GOGOL E ROMA
I romani, e i turisti, sono abituati ai busti di bronzo, e alle statue a figura intera, che a
Villa Borghese spuntano da ogni angolo. A volte non ci fanno caso, non si interrogano sulla storia ed i
legami che hanno portato a lasciare qui, nel cuore di
Roma, ricordi di vite passate.
E’ così anche per uno dei più esemplari rappresentanti della letteratura russa: Nikolaj Vasilevich Gogol (1 aprile 1809 – 4 marzo 1852).
A volte Roma decide di rendere omaggio a personaggi della storia estera per simboleggiare gli ottimi rapporti tra la sua patria e l’Italia. Ma in questo caso, il legame, intenso e appassionato, non è tra Russia e Italia, ma proprio tra lui, il tormentato scrittore, e l’amatissima Roma.
La statua, opera dello scultore georgiano
Zurab Tsereteli (direttore dell’Accademia delle arti in
Russia), è stata inaugurata il 17 dicembre 2002 in
Piazza Paolina Borghese, a testimonianza di un legame fortissimo che aveva portato lo scrittore a Roma nove volte tra il 1837 e il 1947, soggiornando nel centro della capitale, come in via Felice 126 (
oggi via Sistina), da cui il suo sguardo poteva ammirare le bellezze della città eterna.
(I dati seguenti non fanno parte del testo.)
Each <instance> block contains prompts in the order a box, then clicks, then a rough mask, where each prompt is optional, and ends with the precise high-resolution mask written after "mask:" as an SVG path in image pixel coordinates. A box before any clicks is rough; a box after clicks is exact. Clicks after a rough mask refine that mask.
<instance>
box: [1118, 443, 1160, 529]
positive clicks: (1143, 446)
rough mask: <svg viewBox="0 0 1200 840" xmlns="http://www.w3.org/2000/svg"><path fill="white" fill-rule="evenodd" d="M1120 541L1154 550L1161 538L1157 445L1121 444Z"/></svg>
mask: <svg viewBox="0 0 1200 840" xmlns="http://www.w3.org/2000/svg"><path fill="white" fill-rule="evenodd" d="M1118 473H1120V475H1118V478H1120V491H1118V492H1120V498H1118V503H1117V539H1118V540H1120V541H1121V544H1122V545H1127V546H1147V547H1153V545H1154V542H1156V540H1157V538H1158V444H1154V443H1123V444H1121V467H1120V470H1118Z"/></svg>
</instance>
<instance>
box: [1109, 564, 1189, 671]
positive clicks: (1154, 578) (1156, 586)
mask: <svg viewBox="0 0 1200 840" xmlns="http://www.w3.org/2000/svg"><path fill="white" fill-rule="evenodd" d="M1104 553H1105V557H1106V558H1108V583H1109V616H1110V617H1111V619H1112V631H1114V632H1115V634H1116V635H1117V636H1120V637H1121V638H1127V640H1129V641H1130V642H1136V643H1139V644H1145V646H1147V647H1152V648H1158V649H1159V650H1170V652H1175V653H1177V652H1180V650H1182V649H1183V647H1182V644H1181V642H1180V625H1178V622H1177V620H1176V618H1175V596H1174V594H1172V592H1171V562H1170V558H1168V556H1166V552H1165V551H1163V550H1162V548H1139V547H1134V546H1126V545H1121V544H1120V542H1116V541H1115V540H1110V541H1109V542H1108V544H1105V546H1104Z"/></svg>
“Io posso scrivere di Russia solo stando a Roma”, è impresso sulla base della statua di
Villa Borghese. E infatti nella capitale, che nel bicentenario della nascita lo ha ricordato con una lunga serie di eventi, Gogol ha scritto la maggior parte del suo capolavoro,
Le Anime Morte.
Forse c’era bisogno di lontananza per analizzare la Russia con il distacco necessario per metterne in mostra degenerazioni e nefandezze, come nel caso del Cicikov delle Anime Morte. E Roma, con i suoi splendori, era distante e affascinante al tempo stesso. Ci sono testimonianze variegate del suo amore per la città, per la sua architettura e per la sua cucina che, sembra, amasse riproporre anche quando a Roma non era.
La statua di Villa Borghese è accanto a quella di un altro indimenticabile rappresentante della letteratura russa: Aleksandr S. Puskin.